At 9:20am on 15 February 2013, the people of the industrial town Chelyabinsk in Russia were starting their mornings when a light streaked across the sky. Bright enough to outshine the Sun, people ran to windows to see the trail it left in the sky. A few minutes later, a boom swept through the town, shattering windows, bringing down walls and knocking people to the ground.
That shocking sound was a meteor exploding overhead, but it wasn't just the noise. Fragments of rock were blasted across the landscape by the blast, falling down on the snow like rain.
Videos from dashcams and CCTV cameras soon appeared on news channels around the world, sending meteorite hunters and researchers flocking to the town. Among those who arrived after the airblast was a young PhD student just getting started in her journalistic career – me.
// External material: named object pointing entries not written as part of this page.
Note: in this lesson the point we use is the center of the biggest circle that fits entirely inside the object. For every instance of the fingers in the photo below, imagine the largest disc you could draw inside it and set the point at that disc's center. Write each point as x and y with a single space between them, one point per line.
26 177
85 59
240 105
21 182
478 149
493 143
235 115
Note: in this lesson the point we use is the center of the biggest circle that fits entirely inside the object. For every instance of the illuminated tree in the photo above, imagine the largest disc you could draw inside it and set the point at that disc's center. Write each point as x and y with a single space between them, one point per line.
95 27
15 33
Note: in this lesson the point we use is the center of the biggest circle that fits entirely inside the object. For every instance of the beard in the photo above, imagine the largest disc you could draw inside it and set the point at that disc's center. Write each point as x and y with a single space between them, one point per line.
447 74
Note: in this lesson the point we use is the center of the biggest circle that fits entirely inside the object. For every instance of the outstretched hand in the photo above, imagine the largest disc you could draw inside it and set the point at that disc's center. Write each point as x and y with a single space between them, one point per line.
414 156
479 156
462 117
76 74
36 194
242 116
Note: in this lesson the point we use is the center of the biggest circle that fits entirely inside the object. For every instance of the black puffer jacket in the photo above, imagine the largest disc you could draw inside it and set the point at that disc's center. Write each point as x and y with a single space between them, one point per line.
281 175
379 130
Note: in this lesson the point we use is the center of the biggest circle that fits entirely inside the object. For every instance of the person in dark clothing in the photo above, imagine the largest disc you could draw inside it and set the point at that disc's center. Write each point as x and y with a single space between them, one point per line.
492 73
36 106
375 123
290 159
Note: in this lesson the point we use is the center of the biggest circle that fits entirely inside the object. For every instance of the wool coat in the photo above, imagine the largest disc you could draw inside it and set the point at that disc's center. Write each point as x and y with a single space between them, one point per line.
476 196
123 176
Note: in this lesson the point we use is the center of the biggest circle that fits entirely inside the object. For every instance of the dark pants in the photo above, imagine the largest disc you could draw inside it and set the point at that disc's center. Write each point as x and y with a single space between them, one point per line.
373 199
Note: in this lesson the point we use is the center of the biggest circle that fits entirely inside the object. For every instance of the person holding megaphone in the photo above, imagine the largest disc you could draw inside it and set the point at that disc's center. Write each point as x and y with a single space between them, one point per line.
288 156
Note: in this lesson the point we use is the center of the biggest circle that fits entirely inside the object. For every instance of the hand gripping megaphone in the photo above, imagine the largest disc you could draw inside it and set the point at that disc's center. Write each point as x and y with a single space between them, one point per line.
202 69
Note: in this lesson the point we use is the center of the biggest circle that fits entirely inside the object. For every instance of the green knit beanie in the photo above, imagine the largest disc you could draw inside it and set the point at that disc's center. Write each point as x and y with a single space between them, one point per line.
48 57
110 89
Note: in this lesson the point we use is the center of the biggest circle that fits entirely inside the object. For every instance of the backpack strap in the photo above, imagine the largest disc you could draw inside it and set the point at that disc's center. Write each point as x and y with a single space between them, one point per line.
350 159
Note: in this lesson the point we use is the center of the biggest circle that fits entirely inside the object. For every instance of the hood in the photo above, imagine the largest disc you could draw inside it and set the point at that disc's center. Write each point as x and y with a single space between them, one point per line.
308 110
I'd been asked to present a documentary about the event with the rather dramatic title of from Space, which was how a film crew and I found ourselves knee-deep in snow during the Russian winter, three weeks following the explosion. However, it was the very snow freezing my toes that made Chelyabinsk the perfect place for a meteorite hunt. When the rocks fell onto untouched snow, the heat they picked up from their journey through the atmosphere melted a clear, obvious hole. Find a hole, dig to the bottom and there's a good chance you'll find a meteorite.